SEJARAH ASAL USUL DESA DAWUAN KABUPATEN CIREBON - Desa Dawuan merupakan salah satu desa termasuk dalam Kecamatan Tengah Tani hasil pemekaran dari Kecamatan Cirebon Barat. Desa ini oleh masyarakat setempat diyakini didirikan oleh Ki Gede Dawuan. Sayang kiprahnya pada masa pemerintahan Sunan Gunung Jati tidak begitu terekam dalam ingatan masyarakat setempat, hanya diketahui keberadaan pasareannya atau kuburan di Nur Giri Cipta Rengga atau Astana Gunung Sembung yang berdampingan dengan Ki Gede Kemlaka dan Ki Gede Pilang yang juga penguasa desa tetangga dari Desa Dawuan. Hal tersebut bukan berarti mengecilkan peran para tokoh yang masih hidup di desa tersebut pada masa nan lampau.

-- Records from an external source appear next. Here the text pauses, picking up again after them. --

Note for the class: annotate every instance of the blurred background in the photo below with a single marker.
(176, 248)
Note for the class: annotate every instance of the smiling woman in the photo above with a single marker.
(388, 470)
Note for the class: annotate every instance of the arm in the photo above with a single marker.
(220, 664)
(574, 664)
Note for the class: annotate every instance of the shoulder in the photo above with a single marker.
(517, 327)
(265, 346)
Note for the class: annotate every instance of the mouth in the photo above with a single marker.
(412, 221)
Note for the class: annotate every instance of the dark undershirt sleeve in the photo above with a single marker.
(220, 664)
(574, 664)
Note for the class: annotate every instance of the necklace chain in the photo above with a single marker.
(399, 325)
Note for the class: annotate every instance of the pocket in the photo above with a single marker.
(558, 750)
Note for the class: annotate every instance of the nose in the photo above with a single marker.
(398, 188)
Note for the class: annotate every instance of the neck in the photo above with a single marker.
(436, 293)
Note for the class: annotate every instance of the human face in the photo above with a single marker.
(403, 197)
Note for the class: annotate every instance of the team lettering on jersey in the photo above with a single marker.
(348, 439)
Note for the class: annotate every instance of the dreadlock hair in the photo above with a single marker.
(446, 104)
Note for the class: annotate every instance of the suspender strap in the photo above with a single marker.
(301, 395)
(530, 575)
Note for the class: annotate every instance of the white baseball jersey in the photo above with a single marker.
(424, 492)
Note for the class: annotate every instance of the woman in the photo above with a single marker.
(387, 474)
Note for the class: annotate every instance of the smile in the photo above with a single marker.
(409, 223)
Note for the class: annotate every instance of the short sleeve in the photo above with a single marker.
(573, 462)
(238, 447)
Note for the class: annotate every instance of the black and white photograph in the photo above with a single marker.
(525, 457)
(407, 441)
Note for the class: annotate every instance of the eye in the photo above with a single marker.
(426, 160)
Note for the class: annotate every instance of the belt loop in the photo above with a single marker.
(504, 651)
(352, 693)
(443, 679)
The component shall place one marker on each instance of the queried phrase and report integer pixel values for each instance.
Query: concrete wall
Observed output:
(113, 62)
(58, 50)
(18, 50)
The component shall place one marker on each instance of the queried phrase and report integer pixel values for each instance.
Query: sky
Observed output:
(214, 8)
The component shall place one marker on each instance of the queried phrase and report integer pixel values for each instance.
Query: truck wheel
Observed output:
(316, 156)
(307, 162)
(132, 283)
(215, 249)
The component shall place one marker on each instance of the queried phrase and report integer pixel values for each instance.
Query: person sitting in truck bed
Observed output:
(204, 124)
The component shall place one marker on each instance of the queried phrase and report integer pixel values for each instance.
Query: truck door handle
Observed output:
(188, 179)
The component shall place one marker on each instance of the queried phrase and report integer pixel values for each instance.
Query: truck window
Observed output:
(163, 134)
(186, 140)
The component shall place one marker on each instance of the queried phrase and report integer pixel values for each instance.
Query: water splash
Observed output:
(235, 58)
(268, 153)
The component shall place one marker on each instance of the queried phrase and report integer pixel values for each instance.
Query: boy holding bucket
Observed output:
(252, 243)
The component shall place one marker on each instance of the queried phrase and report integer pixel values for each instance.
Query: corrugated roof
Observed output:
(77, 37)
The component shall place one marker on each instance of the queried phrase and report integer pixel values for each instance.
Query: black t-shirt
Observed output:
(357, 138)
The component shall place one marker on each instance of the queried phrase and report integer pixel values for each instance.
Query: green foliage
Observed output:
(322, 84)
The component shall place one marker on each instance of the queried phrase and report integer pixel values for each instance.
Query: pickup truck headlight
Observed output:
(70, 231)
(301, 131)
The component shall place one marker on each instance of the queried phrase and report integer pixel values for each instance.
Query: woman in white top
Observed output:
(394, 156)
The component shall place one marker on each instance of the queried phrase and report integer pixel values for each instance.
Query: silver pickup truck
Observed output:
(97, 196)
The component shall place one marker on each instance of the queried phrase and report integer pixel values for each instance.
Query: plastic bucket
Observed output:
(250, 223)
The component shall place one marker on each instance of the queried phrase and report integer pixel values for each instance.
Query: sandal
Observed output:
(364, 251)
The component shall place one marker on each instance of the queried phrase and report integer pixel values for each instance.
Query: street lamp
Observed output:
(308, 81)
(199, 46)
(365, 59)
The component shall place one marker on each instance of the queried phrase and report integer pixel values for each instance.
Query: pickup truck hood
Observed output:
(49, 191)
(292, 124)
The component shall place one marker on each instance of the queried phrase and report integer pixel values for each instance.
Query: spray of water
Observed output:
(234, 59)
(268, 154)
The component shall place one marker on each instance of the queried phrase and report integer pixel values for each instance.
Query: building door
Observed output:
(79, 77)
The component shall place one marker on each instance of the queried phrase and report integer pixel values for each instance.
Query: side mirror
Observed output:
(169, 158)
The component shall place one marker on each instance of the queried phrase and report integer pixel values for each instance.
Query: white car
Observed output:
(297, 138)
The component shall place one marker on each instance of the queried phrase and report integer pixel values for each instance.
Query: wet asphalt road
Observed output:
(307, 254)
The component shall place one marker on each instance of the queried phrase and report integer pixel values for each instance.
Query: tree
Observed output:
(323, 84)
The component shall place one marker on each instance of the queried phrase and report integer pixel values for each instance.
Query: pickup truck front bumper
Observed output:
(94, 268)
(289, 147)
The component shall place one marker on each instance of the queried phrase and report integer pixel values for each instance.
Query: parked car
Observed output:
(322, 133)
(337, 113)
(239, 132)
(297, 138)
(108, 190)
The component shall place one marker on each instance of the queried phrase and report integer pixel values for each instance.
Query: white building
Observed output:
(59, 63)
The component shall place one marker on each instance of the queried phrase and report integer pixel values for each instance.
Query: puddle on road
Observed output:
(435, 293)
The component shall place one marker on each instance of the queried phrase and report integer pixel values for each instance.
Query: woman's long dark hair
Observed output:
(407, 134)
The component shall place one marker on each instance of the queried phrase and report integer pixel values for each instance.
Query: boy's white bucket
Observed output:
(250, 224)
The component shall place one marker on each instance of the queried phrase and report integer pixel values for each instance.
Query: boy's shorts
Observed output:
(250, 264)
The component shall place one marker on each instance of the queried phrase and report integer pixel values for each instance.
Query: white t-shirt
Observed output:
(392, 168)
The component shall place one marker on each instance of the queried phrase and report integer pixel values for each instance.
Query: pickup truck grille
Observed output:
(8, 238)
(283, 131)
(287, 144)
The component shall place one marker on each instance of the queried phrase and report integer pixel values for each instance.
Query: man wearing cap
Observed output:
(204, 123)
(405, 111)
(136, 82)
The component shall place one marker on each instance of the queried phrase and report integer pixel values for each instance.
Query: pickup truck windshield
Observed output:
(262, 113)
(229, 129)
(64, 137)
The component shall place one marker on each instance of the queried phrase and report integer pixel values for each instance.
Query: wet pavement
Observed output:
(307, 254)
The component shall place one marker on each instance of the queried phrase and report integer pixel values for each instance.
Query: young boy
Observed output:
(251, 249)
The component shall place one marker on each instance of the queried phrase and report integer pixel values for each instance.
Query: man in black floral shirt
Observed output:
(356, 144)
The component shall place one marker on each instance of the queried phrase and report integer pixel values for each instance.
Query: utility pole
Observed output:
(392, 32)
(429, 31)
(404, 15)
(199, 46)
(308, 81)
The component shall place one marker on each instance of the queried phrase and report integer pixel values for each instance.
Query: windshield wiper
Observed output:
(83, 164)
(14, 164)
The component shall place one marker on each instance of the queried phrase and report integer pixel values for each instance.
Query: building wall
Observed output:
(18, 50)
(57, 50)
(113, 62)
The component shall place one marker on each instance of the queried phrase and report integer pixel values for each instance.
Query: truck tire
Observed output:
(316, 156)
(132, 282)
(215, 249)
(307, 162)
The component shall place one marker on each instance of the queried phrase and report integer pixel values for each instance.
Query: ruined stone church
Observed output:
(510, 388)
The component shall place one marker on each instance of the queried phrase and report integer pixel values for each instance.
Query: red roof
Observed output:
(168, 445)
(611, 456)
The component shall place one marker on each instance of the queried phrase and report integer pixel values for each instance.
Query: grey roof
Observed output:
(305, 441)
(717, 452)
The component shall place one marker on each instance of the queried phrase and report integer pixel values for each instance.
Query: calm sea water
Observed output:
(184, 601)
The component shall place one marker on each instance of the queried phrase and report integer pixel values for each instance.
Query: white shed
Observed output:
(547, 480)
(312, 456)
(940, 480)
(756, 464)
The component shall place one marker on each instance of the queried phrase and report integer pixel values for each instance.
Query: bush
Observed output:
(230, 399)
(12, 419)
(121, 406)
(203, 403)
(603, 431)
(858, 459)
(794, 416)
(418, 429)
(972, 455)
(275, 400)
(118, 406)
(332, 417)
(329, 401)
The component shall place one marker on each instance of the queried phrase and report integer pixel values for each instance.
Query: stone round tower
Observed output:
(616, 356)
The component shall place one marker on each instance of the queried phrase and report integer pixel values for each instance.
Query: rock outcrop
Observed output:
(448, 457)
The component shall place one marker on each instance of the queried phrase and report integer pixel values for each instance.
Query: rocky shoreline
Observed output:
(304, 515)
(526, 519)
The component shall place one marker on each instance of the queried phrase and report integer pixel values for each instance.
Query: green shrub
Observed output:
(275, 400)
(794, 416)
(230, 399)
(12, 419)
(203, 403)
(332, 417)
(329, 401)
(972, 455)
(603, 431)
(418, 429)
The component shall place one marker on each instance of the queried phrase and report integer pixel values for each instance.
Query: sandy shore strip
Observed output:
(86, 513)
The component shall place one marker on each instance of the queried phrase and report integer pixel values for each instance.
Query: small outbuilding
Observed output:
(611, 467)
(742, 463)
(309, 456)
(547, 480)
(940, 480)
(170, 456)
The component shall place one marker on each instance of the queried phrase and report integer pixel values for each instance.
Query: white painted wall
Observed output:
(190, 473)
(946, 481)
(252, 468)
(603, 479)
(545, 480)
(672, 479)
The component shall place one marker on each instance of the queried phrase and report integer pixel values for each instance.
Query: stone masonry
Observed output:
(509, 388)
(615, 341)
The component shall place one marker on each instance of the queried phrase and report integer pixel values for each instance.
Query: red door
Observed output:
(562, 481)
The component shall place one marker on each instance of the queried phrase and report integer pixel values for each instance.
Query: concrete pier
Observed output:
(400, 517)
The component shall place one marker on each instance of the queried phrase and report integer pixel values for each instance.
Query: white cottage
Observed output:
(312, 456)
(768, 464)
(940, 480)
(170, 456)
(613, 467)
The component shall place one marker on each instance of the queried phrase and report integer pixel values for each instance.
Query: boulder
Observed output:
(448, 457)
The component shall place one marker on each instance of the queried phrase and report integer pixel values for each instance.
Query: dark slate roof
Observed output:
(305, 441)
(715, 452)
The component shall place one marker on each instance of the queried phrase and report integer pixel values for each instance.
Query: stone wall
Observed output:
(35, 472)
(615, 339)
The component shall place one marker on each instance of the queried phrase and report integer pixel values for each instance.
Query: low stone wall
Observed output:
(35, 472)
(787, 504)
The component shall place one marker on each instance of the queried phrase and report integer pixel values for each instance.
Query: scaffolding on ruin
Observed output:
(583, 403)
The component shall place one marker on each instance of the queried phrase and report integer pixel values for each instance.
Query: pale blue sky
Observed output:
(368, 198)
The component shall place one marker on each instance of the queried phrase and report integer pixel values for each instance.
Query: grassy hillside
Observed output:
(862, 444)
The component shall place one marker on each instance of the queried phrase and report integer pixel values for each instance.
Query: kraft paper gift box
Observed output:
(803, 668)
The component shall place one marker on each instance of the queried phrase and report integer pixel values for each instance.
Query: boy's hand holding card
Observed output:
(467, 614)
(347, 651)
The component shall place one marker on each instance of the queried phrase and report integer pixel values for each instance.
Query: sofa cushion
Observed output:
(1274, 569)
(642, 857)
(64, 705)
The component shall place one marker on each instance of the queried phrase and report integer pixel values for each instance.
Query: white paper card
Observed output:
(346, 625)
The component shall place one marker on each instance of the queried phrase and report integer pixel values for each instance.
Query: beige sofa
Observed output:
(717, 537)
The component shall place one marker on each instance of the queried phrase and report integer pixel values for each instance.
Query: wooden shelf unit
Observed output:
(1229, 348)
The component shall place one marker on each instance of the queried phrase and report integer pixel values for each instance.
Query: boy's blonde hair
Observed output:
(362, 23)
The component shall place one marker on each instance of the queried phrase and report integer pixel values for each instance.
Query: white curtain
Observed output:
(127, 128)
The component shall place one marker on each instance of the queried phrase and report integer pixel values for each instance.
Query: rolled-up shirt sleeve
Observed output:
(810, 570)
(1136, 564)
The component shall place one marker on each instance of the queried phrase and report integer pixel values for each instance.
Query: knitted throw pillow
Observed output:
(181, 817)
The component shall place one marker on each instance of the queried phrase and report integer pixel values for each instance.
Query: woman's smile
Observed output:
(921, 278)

Salah seorang yang begitu sanagat dikenang kiprahnya adalah Ki Buyut Muji. Seperti yang dituturkan oleh keluarga Kyai Haji Irsad Al Amin (Alm) pengasuh Pondok Pesantren Sambi Lawang Raden Syarif Rihani Kusumawijaya (Alm) menyebutkan bahwa nama Ki Buyut Muji sesungguhnya muncul karena setiap saat beliau hanya berwirid dan berzikir memuji Asma-Nya, beliau sesungguhnya bernama Pangeran Abdul Hamid putra dari Pangeran Satarengga. Jika jalur keturunan itu ditarik keatas maka sampailah pada Pangeran Cakrabuana atau embah Kuwu Cerbon, sedangkan menurut Ismail bin Raden Dasuki, Kibuyut Muji adalah putra dari Ki Gede Gesik, sedangkan Pangeran Satarengga adalah mertua beliau. Versi lain siapa Kibuyut Muji ini dituturkan oleh  Kyai Ahmad bahwa Ki Buyut Muji bernama asli Syekh Muhyidin. Nama Muji sendiri muncul sebagai nama samaran karena beliau melakukan gerakan bahwa tanah memberontak terhadap belanda . disebutkan pula bahwa ia adalah pendukung setia dari Pangeran Suryanegara (Mertuanya).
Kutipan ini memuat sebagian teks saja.